The legislation provides comprehensive protections against voter suppression, discrimination, or intimidation. The bill, sponsored by Jennifer McClellan in the Senate, and Delegate Marcia Price in the House, prohibits any state or local policy from denying or restricting the right to vote of any Virginian simply because of their race, color, or membership in a language minority group.
“At a time when voting rights are under attack across our country, Virginia is expanding access to the ballot box, not restricting it,” said Governor Northam. “With the Voting Rights Act of Virginia, our Commonwealth is creating a model for how states can provide comprehensive voter protections that strengthen democracy and the integrity of our elections. I am proud to support this historic legislation, and I urge Congress to follow Virginia’s example.”
Much like the John Lewis Voting Rights Advancement Act proposed at the federal level, the Virginia law will restore and build on provisions of the since-gutted 1965 federal Voting Rights Act. In June 2013, the United States Supreme Court struck down the requirement that several counties and nine states with a history of racial discrimination—including Virginia—seek pre-clearance before making voting changes. Since that time, dozens of states have considered and passed new laws that restrict voting rights.

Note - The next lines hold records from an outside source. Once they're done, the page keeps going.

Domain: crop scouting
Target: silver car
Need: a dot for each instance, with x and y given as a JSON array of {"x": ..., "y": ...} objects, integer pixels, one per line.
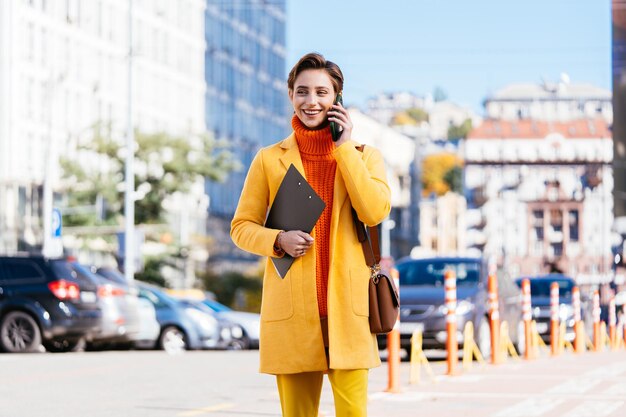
[
  {"x": 149, "y": 328},
  {"x": 120, "y": 310}
]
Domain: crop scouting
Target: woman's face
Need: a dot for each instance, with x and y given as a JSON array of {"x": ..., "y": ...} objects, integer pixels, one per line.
[{"x": 312, "y": 96}]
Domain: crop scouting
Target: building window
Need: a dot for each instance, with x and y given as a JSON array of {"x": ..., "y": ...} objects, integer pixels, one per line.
[
  {"x": 539, "y": 233},
  {"x": 573, "y": 225}
]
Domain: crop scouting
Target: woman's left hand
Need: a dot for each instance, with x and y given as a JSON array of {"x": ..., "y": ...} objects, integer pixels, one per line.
[{"x": 340, "y": 115}]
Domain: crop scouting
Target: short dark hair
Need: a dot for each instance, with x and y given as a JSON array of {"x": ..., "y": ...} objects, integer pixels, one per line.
[{"x": 314, "y": 60}]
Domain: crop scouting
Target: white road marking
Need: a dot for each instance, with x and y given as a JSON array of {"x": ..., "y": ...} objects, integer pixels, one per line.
[
  {"x": 574, "y": 386},
  {"x": 617, "y": 389},
  {"x": 594, "y": 409},
  {"x": 608, "y": 371},
  {"x": 532, "y": 407}
]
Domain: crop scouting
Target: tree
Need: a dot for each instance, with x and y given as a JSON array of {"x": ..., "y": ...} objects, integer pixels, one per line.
[
  {"x": 435, "y": 169},
  {"x": 454, "y": 178},
  {"x": 439, "y": 94},
  {"x": 460, "y": 132},
  {"x": 164, "y": 164},
  {"x": 417, "y": 114}
]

“The Voting Rights Act of Virginia is a huge victory for our democracy,” said Senator Jennifer McClellan. “While other states are threatening voting rights, Virginia took a major step today to protect the right to vote. I am proud that our Commonwealth is leading the way, becoming the first state in the South to pass a Voting Rights Act. This law will help to safeguard every Virginian’s access to the ballot for generations to come.”
The Voting Rights Act of Virginia prohibits discrimination in elections administration, requires local election officials to get feedback or pre-approval for voting changes, and allows individuals to sue in cases of voter suppression.
It requires localities seek public comment or pre-approval from the Office of the Attorney General on any proposed voting changes, and empowers voters and/or the Attorney General to sue in cases of voter suppression.
Civil penalties awarded as a result of voting discrimination will go towards a newly-established Voter Education and Outreach Fund.
Additionally, the Voting Rights Act of Virginia prohibits at-large local elections if they dilute the voting power of racial minorities. It also ensures accessibility by requiring local election officials provide voting materials in foreign languages, as needed.